The rapid expansion of Edgetech operations across Europe in 2003 led to the establishment of a new subsidiary, Edgetech Europe GmbH in January 2004. In light of passing the new European 
Standard CEN 1279, Edgetech GmbH is bracing itself for significant new opportunities, according to Hovan. The GmbH team has put tremendous efforts to position the Super Spacer products in the market and to meet the various stringent European and British standards. 

This latest investment in Europe by Edgetech follows on the heels of recent expansion in the UK. Edgetech UK Inc. experienced 65 percent growth in 2003 and budgeted for a 70 percent increase in 2004 leading it to invest in a brand new warehousing and distribution centre based in Coventry to service the UK and Ireland, Hovan said. 

“We’re focusing our time and attention there,” he added. “Europe is number one on our target list.”

Edgetech also has a representative office in China since 2000. The focus here is to educate architects and foreign window companies operating in China on the Super Spacer technology.
China has some great long-term potential in some of the specific areas we are targeting,” said Hovan. 

In August 2004, the company opened a representative office in Korea. 

“This region has great potential as Korea’s warm-edge spacer market was at five million dollars in 2003,” said Hovan.

He added that there is a possibility of partnering with Korean IG manufacturers for a Super Spacer line. 

“The number of windows internationally is very small compared to the United States but we are poised for growth,” he said. “For example, Eastern Europe, particularly Poland, is positioning itself as the technical leader in insulating glass.”

But, that’s not the end of the company’s international scope as it is currently researching for a representative in the Middle East. Additionally, there is customer potential in Thailand, Indonesia and Australia, according to Hovan, places where the company also has representatives. 
But here in the United States Edgetech employees are busy as well. The company, mainly focused on the residential market, introduced its SuperSpacer® TriSeal® recently for structural glazing applications. 

Hovan adds that more new product developments will be introduced in 2005. In fact, he says this, coupled with expanded systems solutions and an international focus will be three areas of focus in 2005. But that’s not all. 

“We will also focus on further improvement in markets that have always been strong for us in North America,” he said. 

And that means focusing on current and potential customers. 

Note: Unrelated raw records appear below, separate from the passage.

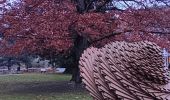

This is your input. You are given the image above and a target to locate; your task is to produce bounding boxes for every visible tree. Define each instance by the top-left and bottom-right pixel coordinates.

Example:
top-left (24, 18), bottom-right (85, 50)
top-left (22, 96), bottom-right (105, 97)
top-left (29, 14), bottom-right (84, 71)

top-left (0, 0), bottom-right (169, 82)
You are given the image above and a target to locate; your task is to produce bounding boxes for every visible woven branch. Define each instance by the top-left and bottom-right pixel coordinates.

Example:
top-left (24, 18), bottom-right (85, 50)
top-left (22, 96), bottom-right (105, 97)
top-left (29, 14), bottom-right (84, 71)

top-left (79, 41), bottom-right (170, 100)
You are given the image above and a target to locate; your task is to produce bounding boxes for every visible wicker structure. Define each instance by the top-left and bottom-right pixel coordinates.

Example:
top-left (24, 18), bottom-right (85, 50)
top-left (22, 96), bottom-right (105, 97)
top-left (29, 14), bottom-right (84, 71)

top-left (79, 41), bottom-right (170, 100)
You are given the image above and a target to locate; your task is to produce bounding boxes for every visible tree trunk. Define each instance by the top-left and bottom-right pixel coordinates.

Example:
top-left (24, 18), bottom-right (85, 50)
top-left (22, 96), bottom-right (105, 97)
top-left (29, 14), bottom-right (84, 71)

top-left (71, 34), bottom-right (90, 83)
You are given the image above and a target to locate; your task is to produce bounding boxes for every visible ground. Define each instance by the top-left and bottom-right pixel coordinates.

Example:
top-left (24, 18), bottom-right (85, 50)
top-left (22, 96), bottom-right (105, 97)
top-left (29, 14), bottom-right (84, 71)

top-left (0, 74), bottom-right (92, 100)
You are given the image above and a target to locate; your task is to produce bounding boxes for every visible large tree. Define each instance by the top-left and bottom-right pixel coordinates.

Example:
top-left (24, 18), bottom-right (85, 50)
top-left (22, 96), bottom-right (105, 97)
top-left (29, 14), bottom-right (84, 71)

top-left (0, 0), bottom-right (170, 82)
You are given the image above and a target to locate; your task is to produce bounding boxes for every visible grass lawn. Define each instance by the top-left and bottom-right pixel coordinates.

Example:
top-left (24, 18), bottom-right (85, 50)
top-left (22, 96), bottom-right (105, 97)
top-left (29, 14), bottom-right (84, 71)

top-left (0, 73), bottom-right (71, 83)
top-left (0, 74), bottom-right (92, 100)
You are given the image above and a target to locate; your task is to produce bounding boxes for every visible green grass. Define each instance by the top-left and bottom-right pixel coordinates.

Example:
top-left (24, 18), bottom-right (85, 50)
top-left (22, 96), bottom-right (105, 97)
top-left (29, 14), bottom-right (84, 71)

top-left (0, 93), bottom-right (92, 100)
top-left (0, 73), bottom-right (71, 83)
top-left (0, 74), bottom-right (92, 100)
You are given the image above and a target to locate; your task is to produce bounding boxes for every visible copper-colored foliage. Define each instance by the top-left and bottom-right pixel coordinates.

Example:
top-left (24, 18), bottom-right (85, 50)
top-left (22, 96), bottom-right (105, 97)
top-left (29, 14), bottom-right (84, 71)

top-left (79, 41), bottom-right (170, 100)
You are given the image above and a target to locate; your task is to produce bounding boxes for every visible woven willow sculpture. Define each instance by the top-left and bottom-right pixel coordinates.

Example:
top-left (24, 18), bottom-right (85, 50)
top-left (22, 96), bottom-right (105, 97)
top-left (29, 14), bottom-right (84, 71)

top-left (79, 41), bottom-right (170, 100)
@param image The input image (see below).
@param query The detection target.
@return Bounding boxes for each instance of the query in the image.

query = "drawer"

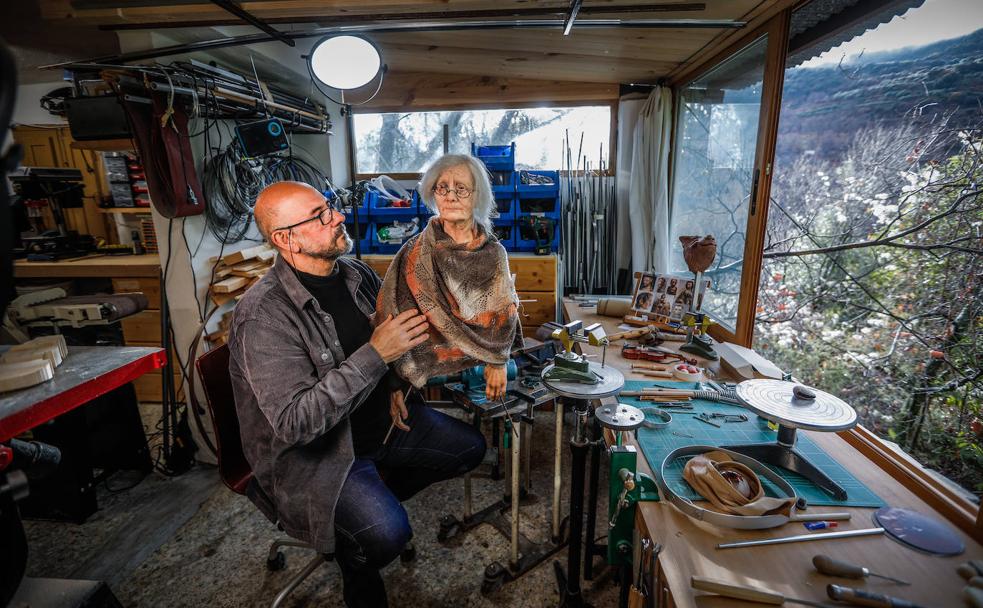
[517,291,556,335]
[509,254,556,292]
[120,310,161,344]
[113,279,160,310]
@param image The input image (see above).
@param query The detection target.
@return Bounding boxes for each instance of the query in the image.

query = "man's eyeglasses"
[433,184,474,198]
[273,204,336,231]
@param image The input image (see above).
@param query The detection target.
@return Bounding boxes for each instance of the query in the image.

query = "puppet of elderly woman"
[376,154,519,428]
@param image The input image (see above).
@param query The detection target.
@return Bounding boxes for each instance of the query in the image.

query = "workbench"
[14,253,173,403]
[563,298,983,608]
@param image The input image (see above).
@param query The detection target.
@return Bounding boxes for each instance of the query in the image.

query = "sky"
[800,0,983,68]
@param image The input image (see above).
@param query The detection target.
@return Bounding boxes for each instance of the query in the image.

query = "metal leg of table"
[552,399,563,543]
[553,399,590,608]
[584,418,607,581]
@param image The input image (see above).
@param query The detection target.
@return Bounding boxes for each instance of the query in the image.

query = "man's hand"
[389,390,410,431]
[369,308,430,363]
[485,364,508,401]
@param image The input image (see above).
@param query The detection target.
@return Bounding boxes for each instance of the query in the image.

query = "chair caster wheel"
[399,543,416,564]
[437,515,460,542]
[481,562,505,595]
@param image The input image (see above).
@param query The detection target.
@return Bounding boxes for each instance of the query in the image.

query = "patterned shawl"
[376,217,520,388]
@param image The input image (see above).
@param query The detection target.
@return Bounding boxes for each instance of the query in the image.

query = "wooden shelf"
[72,138,133,152]
[99,207,150,215]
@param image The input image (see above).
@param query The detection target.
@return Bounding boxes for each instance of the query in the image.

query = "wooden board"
[120,310,161,345]
[0,359,55,392]
[113,278,160,310]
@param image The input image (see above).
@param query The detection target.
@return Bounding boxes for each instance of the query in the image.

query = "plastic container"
[368,190,418,221]
[471,142,515,171]
[515,196,560,220]
[345,220,373,253]
[515,218,560,252]
[515,171,560,198]
[371,215,423,253]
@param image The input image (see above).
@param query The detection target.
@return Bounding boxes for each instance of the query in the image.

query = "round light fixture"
[309,36,381,90]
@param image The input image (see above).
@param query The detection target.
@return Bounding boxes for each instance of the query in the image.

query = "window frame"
[346,99,618,181]
[669,0,983,543]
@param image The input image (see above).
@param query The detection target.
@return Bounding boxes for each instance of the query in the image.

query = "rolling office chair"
[195,344,333,608]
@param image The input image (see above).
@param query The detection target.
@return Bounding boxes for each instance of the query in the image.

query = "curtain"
[619,87,672,273]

Edgetech employees stress that the company is focused on its customer and can help them meet a variety of needs whatever those may be.

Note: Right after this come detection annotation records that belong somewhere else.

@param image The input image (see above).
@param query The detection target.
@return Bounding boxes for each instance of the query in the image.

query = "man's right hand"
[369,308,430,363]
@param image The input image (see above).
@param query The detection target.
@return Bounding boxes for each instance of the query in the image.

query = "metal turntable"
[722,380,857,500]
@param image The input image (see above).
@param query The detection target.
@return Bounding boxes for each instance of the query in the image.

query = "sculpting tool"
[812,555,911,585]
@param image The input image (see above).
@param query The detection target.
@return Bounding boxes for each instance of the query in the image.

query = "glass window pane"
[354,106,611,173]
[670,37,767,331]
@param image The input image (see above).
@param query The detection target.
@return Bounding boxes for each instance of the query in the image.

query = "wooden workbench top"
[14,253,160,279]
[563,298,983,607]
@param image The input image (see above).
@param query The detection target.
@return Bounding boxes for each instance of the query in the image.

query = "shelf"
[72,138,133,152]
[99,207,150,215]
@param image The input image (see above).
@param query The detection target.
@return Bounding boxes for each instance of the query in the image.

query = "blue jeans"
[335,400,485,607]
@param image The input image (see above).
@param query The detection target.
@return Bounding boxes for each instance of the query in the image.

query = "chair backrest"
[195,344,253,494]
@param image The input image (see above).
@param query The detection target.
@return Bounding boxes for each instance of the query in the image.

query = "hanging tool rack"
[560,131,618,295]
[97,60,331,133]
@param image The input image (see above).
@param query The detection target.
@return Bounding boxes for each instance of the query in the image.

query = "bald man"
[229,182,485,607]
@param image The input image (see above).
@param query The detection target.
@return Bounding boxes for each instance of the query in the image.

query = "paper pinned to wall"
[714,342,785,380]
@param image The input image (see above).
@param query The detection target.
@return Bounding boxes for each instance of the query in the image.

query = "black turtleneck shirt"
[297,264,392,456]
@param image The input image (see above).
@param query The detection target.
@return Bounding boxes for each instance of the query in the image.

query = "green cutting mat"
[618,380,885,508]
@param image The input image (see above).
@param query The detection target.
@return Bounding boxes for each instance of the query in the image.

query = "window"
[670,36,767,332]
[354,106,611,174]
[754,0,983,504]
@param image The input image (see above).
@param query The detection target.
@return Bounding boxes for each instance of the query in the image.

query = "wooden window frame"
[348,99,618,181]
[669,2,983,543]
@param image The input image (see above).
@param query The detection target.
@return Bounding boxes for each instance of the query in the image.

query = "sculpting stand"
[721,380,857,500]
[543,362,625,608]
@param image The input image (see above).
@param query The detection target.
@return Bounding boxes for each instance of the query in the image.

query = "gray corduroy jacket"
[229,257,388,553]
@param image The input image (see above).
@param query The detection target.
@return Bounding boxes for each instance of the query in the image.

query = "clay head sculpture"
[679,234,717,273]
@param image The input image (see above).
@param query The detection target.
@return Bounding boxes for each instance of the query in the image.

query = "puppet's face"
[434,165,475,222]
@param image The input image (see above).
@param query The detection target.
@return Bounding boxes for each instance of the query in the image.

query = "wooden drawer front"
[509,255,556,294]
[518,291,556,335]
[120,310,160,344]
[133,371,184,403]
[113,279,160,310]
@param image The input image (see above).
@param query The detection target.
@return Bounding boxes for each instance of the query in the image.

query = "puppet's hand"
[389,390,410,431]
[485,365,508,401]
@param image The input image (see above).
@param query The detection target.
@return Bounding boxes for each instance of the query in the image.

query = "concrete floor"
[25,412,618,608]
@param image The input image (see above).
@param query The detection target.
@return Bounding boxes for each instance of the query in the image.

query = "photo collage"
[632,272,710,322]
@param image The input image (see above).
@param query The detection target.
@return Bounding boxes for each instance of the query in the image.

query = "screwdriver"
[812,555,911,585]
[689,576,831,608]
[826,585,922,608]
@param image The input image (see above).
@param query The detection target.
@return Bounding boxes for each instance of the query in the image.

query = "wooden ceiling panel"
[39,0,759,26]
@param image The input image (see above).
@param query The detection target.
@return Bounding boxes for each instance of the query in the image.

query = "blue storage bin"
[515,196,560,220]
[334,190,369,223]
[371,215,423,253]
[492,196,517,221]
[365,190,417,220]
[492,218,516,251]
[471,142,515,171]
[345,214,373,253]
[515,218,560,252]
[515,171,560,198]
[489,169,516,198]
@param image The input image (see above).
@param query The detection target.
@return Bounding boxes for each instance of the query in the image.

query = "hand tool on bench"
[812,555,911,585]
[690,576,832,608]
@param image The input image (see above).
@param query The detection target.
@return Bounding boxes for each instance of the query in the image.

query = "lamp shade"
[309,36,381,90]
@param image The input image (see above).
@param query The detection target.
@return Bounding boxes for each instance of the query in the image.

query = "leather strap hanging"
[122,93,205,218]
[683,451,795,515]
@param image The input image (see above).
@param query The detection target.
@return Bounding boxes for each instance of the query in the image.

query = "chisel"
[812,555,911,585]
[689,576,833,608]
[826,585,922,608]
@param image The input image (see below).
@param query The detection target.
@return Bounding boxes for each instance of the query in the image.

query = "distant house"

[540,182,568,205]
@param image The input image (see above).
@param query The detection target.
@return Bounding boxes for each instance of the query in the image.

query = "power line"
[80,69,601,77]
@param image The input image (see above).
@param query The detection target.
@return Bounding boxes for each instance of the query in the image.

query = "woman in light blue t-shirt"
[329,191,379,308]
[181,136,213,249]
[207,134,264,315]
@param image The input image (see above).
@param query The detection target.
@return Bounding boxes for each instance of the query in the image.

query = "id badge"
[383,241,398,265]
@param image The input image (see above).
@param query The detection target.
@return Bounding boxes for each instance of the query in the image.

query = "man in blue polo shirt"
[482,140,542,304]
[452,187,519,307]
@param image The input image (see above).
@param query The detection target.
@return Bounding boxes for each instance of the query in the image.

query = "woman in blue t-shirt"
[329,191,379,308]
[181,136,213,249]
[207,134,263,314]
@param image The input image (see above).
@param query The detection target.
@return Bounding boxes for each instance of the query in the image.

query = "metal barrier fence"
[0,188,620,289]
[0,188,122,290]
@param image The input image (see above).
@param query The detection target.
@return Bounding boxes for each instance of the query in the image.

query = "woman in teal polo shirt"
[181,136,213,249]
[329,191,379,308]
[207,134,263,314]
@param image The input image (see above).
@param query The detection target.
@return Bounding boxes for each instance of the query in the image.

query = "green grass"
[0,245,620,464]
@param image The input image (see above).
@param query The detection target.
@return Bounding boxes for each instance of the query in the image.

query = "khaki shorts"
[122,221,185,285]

“We can come up with solutions for customers ... variations on products,” said Anderson. 

“Whatever the customer wants we can give them.”

In fact, Gray says that giving customers what they want when they need it is critical to the company’s success. 

“We believe that customers will continue to make their buying decisions on more than price alone,” he said.

And Edgetech definitely brings wealth of value-added benefits to the table for its current and potential customers. 

Tara Taffera is the editor and publisher of DWM magazine.